When I read this, I was shocked and greatly saddened. Imagine the courage that this must have taken, to stand up in such a heroic way. I still inwardly shudder when I think about it.

Since learning of this, I have been lighting a candle for Rabbi Astrugon and do mitzvot in his merit, contemplating the supreme sacrifice he made by choosing to die in the flames rather than profess belief in something other than the One G‑d.

I asked myself again, could this have been an ancestor, or someone in the family? Could perhaps his supreme sacrifice have paved the way for our family to return to Judaism after 500 years? Because the fact that we did return is nothing short of miracle.

Meanwhile, during this whole journey of discovery, I made another journey: coming to live in Jerusalem, where I feel very close to G‑d. Not only does He direct my path, as He always does, but one can openly see it and feel it, and I feel doubly blessed.

Recently, I’ve had the great merit to assist a rabbi here in Jerusalem who helps Spanish converts. This has been very rewarding for me since it allows me to feel that I can “give back” in a direct and meaningful way for what G‑d has done for me and my family.

Soon after I started this work, I began having recurring dreams that were vague, but I had them every night for a week.

In my dream, which felt like it was coming from the very distant past, I sensed a strange, ancient energy and that someone wanted me to do something. I vaguely saw two graves. The dream kept repeating, so I didn’t forget it.

Fast-forward six months, and now, the rabbi that I’ve been assisting is in the middle of construction on a new building for his community. I had the idea to ask him to inscribe a plaque there in memory of Rav Astrugon, who gave his life al Kiddush Hashem—in merit of all those who sacrificed for the true belief in One G‑d. I asked for Rav Abba Marhi as well since he labored so hard to try to prevent the Spanish assimilation.

The rabbi agreed to the plaques, andThe dreams have stopped somehow, the dreams have stopped. I’m left, from all this, with a very real sense that I do indeed have Jewish ancestors that look down from their place on high and care very much about what I do.
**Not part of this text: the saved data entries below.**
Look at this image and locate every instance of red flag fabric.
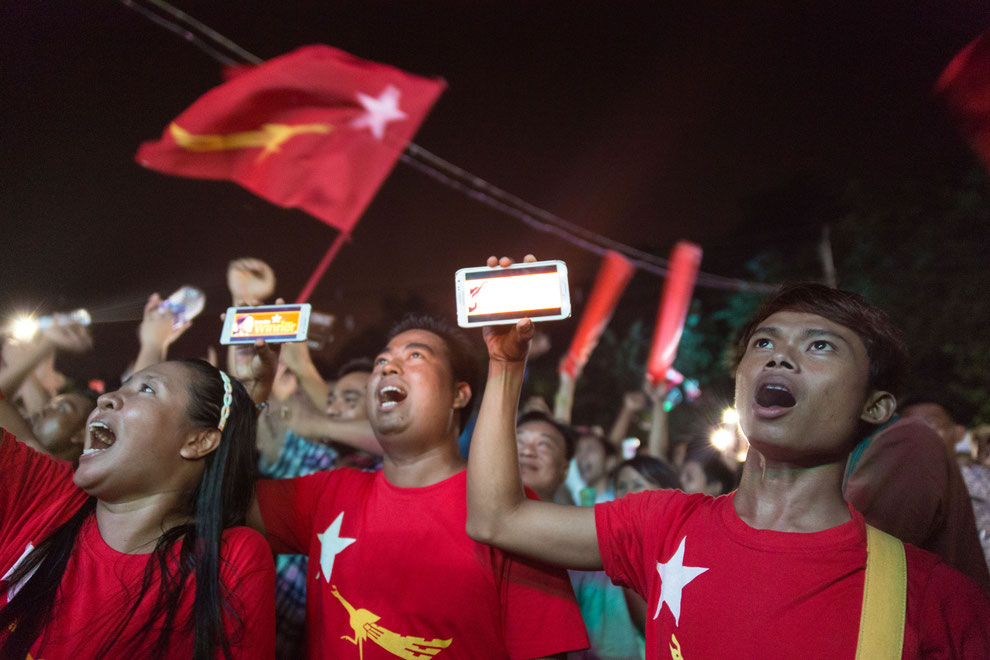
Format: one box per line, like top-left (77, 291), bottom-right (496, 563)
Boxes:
top-left (646, 241), bottom-right (702, 388)
top-left (936, 31), bottom-right (990, 173)
top-left (136, 45), bottom-right (445, 233)
top-left (559, 250), bottom-right (635, 379)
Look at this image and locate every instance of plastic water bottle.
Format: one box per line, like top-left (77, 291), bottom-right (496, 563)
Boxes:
top-left (159, 286), bottom-right (205, 329)
top-left (37, 309), bottom-right (92, 330)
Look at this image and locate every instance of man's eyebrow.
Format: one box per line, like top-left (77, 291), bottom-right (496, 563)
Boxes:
top-left (752, 326), bottom-right (781, 337)
top-left (403, 342), bottom-right (437, 355)
top-left (802, 328), bottom-right (852, 346)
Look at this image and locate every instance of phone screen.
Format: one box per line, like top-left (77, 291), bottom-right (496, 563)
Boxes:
top-left (221, 304), bottom-right (311, 344)
top-left (456, 261), bottom-right (570, 327)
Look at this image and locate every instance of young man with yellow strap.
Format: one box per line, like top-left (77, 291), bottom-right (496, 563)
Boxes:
top-left (466, 266), bottom-right (990, 659)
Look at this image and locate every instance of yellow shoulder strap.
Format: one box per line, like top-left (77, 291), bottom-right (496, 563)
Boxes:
top-left (856, 524), bottom-right (907, 659)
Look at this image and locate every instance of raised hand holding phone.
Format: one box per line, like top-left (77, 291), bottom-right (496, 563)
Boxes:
top-left (477, 255), bottom-right (540, 364)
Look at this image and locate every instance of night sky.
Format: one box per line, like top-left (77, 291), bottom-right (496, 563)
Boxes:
top-left (2, 1), bottom-right (988, 383)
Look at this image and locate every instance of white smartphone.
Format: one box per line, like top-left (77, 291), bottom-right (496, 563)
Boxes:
top-left (455, 260), bottom-right (571, 328)
top-left (220, 304), bottom-right (312, 345)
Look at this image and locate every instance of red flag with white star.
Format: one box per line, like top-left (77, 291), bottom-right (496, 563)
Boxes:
top-left (136, 45), bottom-right (445, 233)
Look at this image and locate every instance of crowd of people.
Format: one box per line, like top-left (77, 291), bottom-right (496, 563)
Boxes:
top-left (0, 254), bottom-right (988, 659)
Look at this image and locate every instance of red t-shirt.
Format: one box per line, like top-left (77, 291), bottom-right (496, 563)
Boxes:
top-left (257, 468), bottom-right (589, 659)
top-left (596, 489), bottom-right (990, 659)
top-left (0, 429), bottom-right (275, 659)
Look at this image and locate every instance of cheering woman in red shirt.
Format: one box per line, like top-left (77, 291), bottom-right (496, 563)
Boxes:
top-left (0, 359), bottom-right (275, 659)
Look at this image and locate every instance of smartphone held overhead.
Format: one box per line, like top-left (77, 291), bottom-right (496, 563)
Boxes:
top-left (455, 260), bottom-right (571, 328)
top-left (220, 304), bottom-right (312, 344)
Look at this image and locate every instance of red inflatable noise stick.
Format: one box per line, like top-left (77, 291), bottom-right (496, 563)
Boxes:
top-left (559, 250), bottom-right (635, 379)
top-left (646, 241), bottom-right (702, 388)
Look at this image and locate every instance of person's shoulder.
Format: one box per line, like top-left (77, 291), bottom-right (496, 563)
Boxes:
top-left (600, 488), bottom-right (711, 521)
top-left (873, 417), bottom-right (943, 448)
top-left (331, 466), bottom-right (380, 486)
top-left (220, 526), bottom-right (276, 571)
top-left (906, 542), bottom-right (989, 606)
top-left (858, 417), bottom-right (948, 467)
top-left (271, 465), bottom-right (374, 490)
top-left (608, 487), bottom-right (708, 508)
top-left (905, 543), bottom-right (990, 648)
top-left (222, 525), bottom-right (275, 554)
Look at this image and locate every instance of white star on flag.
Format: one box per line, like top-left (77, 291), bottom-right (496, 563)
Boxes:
top-left (351, 85), bottom-right (407, 140)
top-left (271, 314), bottom-right (282, 323)
top-left (317, 512), bottom-right (356, 584)
top-left (654, 536), bottom-right (708, 626)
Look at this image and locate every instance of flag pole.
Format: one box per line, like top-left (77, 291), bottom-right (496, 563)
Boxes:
top-left (296, 231), bottom-right (350, 303)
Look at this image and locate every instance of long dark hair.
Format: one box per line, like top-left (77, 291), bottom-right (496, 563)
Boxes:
top-left (0, 359), bottom-right (258, 659)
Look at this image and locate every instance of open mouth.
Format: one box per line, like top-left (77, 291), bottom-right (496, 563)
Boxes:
top-left (378, 385), bottom-right (407, 410)
top-left (755, 384), bottom-right (796, 409)
top-left (83, 421), bottom-right (116, 456)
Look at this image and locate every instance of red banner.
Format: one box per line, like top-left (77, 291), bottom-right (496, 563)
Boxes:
top-left (646, 241), bottom-right (702, 387)
top-left (936, 31), bottom-right (990, 173)
top-left (136, 45), bottom-right (445, 233)
top-left (559, 250), bottom-right (635, 379)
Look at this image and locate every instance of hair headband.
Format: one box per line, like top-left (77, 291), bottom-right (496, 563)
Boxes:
top-left (217, 370), bottom-right (233, 432)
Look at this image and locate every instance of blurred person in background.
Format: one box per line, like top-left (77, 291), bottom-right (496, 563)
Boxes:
top-left (900, 398), bottom-right (990, 577)
top-left (570, 455), bottom-right (682, 660)
top-left (573, 428), bottom-right (617, 505)
top-left (0, 320), bottom-right (95, 465)
top-left (516, 410), bottom-right (575, 502)
top-left (844, 392), bottom-right (990, 594)
top-left (678, 441), bottom-right (736, 497)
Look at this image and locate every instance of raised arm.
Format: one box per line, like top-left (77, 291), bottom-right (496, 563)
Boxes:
top-left (0, 323), bottom-right (91, 451)
top-left (607, 390), bottom-right (647, 449)
top-left (261, 396), bottom-right (382, 456)
top-left (0, 323), bottom-right (91, 396)
top-left (279, 342), bottom-right (330, 411)
top-left (133, 293), bottom-right (193, 373)
top-left (466, 255), bottom-right (601, 570)
top-left (225, 257), bottom-right (277, 379)
top-left (229, 339), bottom-right (280, 406)
top-left (645, 382), bottom-right (669, 458)
top-left (286, 409), bottom-right (382, 455)
top-left (0, 395), bottom-right (42, 451)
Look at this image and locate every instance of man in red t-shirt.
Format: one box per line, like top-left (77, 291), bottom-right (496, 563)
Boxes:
top-left (248, 315), bottom-right (588, 659)
top-left (466, 260), bottom-right (990, 659)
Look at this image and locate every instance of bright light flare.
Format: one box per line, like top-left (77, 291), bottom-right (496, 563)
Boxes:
top-left (10, 316), bottom-right (39, 342)
top-left (721, 407), bottom-right (739, 425)
top-left (710, 427), bottom-right (734, 451)
top-left (735, 435), bottom-right (750, 463)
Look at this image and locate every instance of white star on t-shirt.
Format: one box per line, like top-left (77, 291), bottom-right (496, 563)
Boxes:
top-left (317, 512), bottom-right (356, 584)
top-left (351, 85), bottom-right (407, 140)
top-left (654, 536), bottom-right (708, 626)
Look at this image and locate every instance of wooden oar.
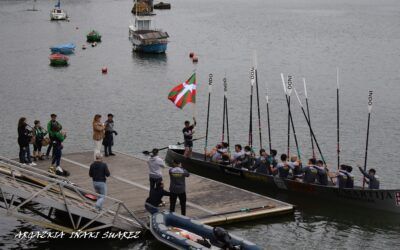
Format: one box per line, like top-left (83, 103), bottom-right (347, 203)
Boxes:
top-left (196, 204), bottom-right (275, 219)
top-left (142, 136), bottom-right (206, 155)
top-left (249, 67), bottom-right (255, 148)
top-left (254, 53), bottom-right (263, 149)
top-left (363, 91), bottom-right (373, 189)
top-left (204, 73), bottom-right (213, 160)
top-left (303, 78), bottom-right (315, 159)
top-left (336, 68), bottom-right (340, 170)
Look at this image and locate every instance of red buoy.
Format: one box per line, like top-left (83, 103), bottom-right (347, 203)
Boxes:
top-left (102, 67), bottom-right (108, 74)
top-left (189, 52), bottom-right (194, 58)
top-left (192, 56), bottom-right (198, 63)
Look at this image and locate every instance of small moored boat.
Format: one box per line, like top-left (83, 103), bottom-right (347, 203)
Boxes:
top-left (154, 2), bottom-right (171, 9)
top-left (129, 15), bottom-right (169, 53)
top-left (50, 0), bottom-right (68, 21)
top-left (50, 43), bottom-right (76, 54)
top-left (166, 147), bottom-right (400, 214)
top-left (86, 30), bottom-right (102, 42)
top-left (150, 211), bottom-right (261, 250)
top-left (49, 53), bottom-right (68, 66)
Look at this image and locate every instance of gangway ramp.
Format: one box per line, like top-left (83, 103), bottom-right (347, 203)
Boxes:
top-left (0, 156), bottom-right (145, 233)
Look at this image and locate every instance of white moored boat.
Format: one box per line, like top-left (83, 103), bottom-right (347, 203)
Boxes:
top-left (50, 0), bottom-right (67, 21)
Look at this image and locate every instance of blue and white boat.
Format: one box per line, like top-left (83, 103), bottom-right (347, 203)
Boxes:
top-left (128, 15), bottom-right (169, 53)
top-left (50, 43), bottom-right (75, 54)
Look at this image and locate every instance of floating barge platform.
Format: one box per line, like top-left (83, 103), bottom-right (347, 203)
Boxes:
top-left (0, 151), bottom-right (293, 232)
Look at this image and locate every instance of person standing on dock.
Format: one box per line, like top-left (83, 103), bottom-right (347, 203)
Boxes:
top-left (48, 124), bottom-right (67, 175)
top-left (45, 114), bottom-right (62, 160)
top-left (17, 117), bottom-right (35, 166)
top-left (182, 118), bottom-right (196, 158)
top-left (148, 148), bottom-right (166, 190)
top-left (169, 160), bottom-right (190, 216)
top-left (89, 153), bottom-right (110, 211)
top-left (103, 113), bottom-right (117, 157)
top-left (92, 114), bottom-right (105, 160)
top-left (32, 120), bottom-right (47, 161)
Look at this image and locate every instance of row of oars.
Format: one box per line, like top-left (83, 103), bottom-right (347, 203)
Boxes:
top-left (200, 58), bottom-right (373, 189)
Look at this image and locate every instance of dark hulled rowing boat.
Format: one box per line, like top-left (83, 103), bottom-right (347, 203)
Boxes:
top-left (166, 147), bottom-right (400, 214)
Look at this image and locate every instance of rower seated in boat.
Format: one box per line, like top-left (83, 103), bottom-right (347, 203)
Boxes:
top-left (336, 164), bottom-right (354, 188)
top-left (231, 144), bottom-right (244, 165)
top-left (274, 154), bottom-right (293, 179)
top-left (289, 155), bottom-right (303, 180)
top-left (302, 158), bottom-right (318, 184)
top-left (209, 143), bottom-right (223, 162)
top-left (235, 146), bottom-right (254, 169)
top-left (358, 166), bottom-right (380, 189)
top-left (314, 160), bottom-right (328, 186)
top-left (251, 149), bottom-right (271, 174)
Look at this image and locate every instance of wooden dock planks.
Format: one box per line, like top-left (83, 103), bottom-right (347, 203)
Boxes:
top-left (33, 151), bottom-right (293, 226)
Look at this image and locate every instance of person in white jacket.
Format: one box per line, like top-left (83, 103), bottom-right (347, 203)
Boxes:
top-left (147, 148), bottom-right (166, 190)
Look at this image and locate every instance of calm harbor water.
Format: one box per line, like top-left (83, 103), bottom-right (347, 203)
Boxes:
top-left (1, 0), bottom-right (400, 249)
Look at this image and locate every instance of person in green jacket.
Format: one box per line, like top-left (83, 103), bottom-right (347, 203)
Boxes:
top-left (45, 114), bottom-right (62, 159)
top-left (33, 120), bottom-right (47, 161)
top-left (49, 124), bottom-right (68, 176)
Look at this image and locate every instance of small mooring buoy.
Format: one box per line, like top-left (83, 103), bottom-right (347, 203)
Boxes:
top-left (189, 52), bottom-right (194, 58)
top-left (82, 45), bottom-right (86, 50)
top-left (192, 56), bottom-right (198, 63)
top-left (76, 26), bottom-right (79, 30)
top-left (92, 42), bottom-right (97, 47)
top-left (102, 67), bottom-right (108, 74)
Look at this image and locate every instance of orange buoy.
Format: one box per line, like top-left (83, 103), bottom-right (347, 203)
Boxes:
top-left (189, 52), bottom-right (194, 58)
top-left (192, 56), bottom-right (198, 63)
top-left (82, 45), bottom-right (86, 50)
top-left (102, 67), bottom-right (108, 74)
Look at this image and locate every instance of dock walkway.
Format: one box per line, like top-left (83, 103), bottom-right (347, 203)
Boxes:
top-left (1, 151), bottom-right (293, 231)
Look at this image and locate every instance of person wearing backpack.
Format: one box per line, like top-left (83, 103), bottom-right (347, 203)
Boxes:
top-left (45, 114), bottom-right (62, 159)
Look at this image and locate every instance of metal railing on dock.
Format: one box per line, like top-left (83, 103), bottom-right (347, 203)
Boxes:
top-left (0, 156), bottom-right (146, 233)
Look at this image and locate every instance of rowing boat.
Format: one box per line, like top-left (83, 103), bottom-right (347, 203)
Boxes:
top-left (150, 211), bottom-right (261, 249)
top-left (165, 147), bottom-right (400, 214)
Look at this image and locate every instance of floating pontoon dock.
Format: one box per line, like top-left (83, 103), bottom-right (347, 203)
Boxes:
top-left (0, 152), bottom-right (293, 232)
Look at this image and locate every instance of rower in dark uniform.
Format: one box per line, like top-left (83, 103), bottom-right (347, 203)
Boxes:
top-left (182, 118), bottom-right (196, 158)
top-left (345, 165), bottom-right (354, 188)
top-left (303, 158), bottom-right (318, 184)
top-left (358, 166), bottom-right (380, 189)
top-left (276, 154), bottom-right (292, 179)
top-left (315, 160), bottom-right (328, 186)
top-left (252, 149), bottom-right (271, 174)
top-left (337, 164), bottom-right (349, 188)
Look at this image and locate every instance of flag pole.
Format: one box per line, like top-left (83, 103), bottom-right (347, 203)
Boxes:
top-left (265, 81), bottom-right (272, 154)
top-left (363, 90), bottom-right (373, 189)
top-left (281, 74), bottom-right (301, 160)
top-left (249, 67), bottom-right (255, 148)
top-left (204, 73), bottom-right (213, 160)
top-left (303, 78), bottom-right (315, 159)
top-left (254, 53), bottom-right (263, 149)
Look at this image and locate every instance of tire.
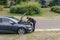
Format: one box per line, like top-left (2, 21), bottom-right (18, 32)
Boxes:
top-left (18, 28), bottom-right (26, 34)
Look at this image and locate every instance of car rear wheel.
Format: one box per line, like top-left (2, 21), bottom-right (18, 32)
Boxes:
top-left (18, 28), bottom-right (26, 34)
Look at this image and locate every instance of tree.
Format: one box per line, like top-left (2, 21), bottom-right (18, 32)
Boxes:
top-left (49, 0), bottom-right (57, 6)
top-left (0, 0), bottom-right (7, 5)
top-left (39, 0), bottom-right (46, 8)
top-left (16, 0), bottom-right (26, 4)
I like to imagine that they get tremendous pleasure that finally, we have “come home.”

For now, in our times, there has come to be a veritable “explosion” in that many, many Spanish-speaking people from all over the world are converting to Judaism.

The path to conversion hasn’t been easy for many of these people; in fact, it’s often a very long and difficult road to get to their goal. When I hear their stories of how many have sacrificed much effort to embrace the ways of the Torah, I am struck by how much conviction these people have. Where did this come from? I like to think that it must have been forged in the fires of those conversos or crypto Jews who gave their very lives to prove their unshakable faith in the One G‑d.

(Dedicated in memory of Rabbi Abba Marhi Astruc and Rabbi Astrugon Astruc.)